The transition of developers to the use of escrow accounts
Legislators are pushing developers in every possible way now switch to escrow account mechanism... For those making the transition, it continued to reduce some of the requirements and provide a number of benefits:
- Firstly, if the developer formalizes and conducts work through an escrow account, with an increase in sales, the rate on a construction loan may be reduced (up to about 5%). This is due to the fact that as funds arrive on the account (from the conclusion of transactions with citizens), an amount is accumulated, which will eventually be guaranteed to be paid to the bank.
- Secondly, the transition to escrow accounts allows construction to be carried out only depending on bank financing, the volume of sales does not affect the pace of construction.
- Third, bank-financed construction is more attractive to apartment buyers through insurance and favorable conditions storage of funds.
According to RBC, currently approved, those entitled to open escrow accounts (their list is published on the website of the Central Bank), including Sberbank, B&N Bank, Alfa-Bank, Raiffeisenbank, etc.
What will happen to shared construction and preschool education from July 1, 2019?
Go to project financing in housing construction ends on July 1, 2019, which indicates that developers are prohibited from entering into transactions with equity holders under the old rules. This means that the attraction of funds from citizens will be possible only through escrow accounts (there is a separate account for each shareholder).
By December 31, 2020, it is planned that the share of contracts concluded using escrow accounts will be 95%.
However, for projects for which a building permit has been obtained before the introduction of amendments to 214-FZ, the new rules do not apply, and the sale of apartments in such residential complexes will be drawn up through the conclusion of the preschool educational institution according to the old procedure.
Since it is impossible to open escrow accounts without the participation of a bank, equity agreement changes await too. This agreement in its previous form is outdated and does not correspond to the new requirements in the field of shared construction. The contract becomes tripartite- shareholder, developer, bank - which, accordingly, will entail changing and supplementing the terms of the contract. It is also likely that the document will be named differently.
The transition to project financing undoubtedly means the beginning of the process cancellation of shared construction, which, according to the forecasts of legislators, will cease to exist by 2021.
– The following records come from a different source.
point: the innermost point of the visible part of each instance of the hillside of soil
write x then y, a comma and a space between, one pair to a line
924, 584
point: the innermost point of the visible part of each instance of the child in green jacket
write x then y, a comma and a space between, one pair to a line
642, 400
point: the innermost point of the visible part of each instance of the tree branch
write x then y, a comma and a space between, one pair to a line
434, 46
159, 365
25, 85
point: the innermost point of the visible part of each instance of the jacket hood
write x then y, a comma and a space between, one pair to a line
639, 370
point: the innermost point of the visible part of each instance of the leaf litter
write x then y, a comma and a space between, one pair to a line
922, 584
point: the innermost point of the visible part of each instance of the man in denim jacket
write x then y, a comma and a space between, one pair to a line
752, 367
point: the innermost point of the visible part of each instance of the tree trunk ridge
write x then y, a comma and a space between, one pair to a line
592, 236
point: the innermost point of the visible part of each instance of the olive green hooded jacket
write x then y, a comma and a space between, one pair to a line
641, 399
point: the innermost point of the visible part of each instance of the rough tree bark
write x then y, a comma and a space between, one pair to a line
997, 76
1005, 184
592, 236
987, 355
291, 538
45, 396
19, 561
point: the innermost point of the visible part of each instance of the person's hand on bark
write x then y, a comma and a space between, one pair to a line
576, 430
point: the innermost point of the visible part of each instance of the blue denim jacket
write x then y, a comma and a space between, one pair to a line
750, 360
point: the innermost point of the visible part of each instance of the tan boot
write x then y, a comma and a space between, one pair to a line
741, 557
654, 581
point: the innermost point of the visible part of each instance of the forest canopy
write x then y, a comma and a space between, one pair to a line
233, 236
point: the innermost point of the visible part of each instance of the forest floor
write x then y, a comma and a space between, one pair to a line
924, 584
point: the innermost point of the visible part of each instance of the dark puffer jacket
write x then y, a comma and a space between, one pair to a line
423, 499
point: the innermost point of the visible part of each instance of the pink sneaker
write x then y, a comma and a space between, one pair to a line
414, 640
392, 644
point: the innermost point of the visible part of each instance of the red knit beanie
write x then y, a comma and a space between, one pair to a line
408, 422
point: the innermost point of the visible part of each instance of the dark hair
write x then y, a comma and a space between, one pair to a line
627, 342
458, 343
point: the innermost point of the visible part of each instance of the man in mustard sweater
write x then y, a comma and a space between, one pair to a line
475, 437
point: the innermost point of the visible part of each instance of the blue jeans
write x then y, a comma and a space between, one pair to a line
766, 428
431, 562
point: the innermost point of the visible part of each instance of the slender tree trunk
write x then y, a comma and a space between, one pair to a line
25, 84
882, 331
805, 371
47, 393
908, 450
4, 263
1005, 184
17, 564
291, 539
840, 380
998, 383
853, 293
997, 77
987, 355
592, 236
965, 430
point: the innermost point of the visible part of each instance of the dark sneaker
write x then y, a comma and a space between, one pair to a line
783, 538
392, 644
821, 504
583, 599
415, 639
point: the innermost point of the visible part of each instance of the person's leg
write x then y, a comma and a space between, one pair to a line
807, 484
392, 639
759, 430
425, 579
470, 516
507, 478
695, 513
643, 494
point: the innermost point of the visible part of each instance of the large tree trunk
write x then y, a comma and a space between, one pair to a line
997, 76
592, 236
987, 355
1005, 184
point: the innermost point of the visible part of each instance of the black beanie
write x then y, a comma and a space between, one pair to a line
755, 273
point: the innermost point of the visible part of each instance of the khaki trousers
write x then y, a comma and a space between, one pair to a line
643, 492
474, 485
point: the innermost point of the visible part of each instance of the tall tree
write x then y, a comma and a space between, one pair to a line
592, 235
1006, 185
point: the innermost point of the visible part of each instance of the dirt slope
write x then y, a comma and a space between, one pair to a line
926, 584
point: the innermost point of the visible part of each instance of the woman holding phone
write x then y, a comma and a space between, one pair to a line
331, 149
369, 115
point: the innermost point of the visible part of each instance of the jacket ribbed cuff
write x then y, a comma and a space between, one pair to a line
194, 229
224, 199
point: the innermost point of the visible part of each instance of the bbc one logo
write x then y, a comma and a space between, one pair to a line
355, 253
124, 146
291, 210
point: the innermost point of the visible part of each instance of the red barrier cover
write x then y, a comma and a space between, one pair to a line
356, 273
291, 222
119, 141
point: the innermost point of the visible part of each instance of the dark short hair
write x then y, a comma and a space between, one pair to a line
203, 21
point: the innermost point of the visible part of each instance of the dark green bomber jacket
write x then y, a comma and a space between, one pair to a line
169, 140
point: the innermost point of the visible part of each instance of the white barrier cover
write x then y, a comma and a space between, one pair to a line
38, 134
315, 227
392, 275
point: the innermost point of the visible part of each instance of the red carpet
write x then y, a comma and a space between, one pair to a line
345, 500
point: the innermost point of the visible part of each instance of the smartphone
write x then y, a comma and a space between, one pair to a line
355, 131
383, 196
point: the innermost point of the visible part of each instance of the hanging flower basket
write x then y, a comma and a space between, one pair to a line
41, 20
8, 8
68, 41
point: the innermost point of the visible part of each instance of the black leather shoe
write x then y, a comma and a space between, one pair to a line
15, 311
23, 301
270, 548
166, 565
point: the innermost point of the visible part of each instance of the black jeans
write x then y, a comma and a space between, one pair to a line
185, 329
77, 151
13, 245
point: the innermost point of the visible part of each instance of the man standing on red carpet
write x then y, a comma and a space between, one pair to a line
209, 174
How real estate prices will change after the cancellation of the equity participation
To the question - will the apartments become more expensive after the abolition of shared construction - experts and specialists in housing construction give mixed answers. Opinions on this matter are divided:
- Some believe that the rise in house prices can be significant. This is explained by the fact that the participation of banks (interest on a loan for a construction project, the cost of using escrow accounts, etc.) can entail a number of additional costs for a developer who can shift some of the costs to the buyer by raising apartment prices.
- Others are inclined to believe that if prices rise, then only slightly (no more than 8%). According to this group, everything depends on how banks will formulate prices for housing and provide preferential rates when lending to developers.